The billionaire controls Hutchison Whampoa, a conglomerate with businesses in telecoms, retail, energy, and ports that is the biggest group in the Li empire, which also includes the city’s top power company and one of its largest property developers.
Hutchison is on a roll. Today, Hutch’s Hong Kong-listed shares hit a 12-year high, rising to nearly 100 Hong Kong dollars ($12.90). The stock price is up 32 percent this year, more than double the rise in the benchmark Hang Seng Index.
While Hutch may be a dominant force in the day-to-day life of Hong Kong people, one reason the stock is doing so well is investor confidence that Li Ka-shing is reducing his exposure in the former British colony by putting some of his Hong Kong jewels up for sale. For instance, he’s now considering bids for ParknShop, the supermarket chain that is one of the two largest in the city. Among the bidders is Carlyle, according to reports in FinanceAsia and the Wall Street Journal: The U.S. private-equity group is teaming up with Thai conglomerate Charoen Pokphand Group to bid for the Hutchison-owned retailer, the publications reported.
A ParknShop sale would be just the highest-profile sell-off in a move that may greatly diminish the role Hong Kong plays in Li’s strategy. Instead, he’s looking to Europe. Despite the ongoing debt crisis in the euro zone, Li has been buying on the Continent: European assets last year accounted for 51 percent of Hutch’s total, up from 42 percent in 2008. “He believes Europe’s growth prospect is better than Hong Kong,” BNP Paribas analyst Wee Liat Lee told Bloomberg News.

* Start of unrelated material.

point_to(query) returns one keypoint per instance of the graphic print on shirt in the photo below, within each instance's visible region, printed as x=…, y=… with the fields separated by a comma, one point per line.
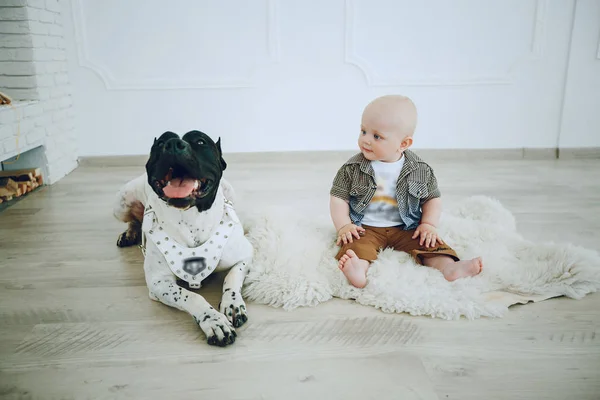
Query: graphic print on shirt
x=384, y=206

As the tycoon expands his investments in European telecom operators and utilities, Hong Kong is proving to be a useful place to raise cash by selling assets in well-developed but slow-growth businesses. Power Assets, the Li company that controls one of the two electricity providers in Hong Kong, last month disclosed plans to sell as much as 70 percent in a sale that could bring in $5 billion. Last week, Hutch’s stock price soared following a report in the Hong Kong Economic Times of a possible spinoff of its health and beauty chain, A.S. Watson Group, that could raise as much as $10 billion. A spinoff would make A.S. Watson one of the biggest listed retailers in Asia by value, according to an Oct. 3 report from Standard Chartered that said a sale would be “an effective way to unlock shareholder value.”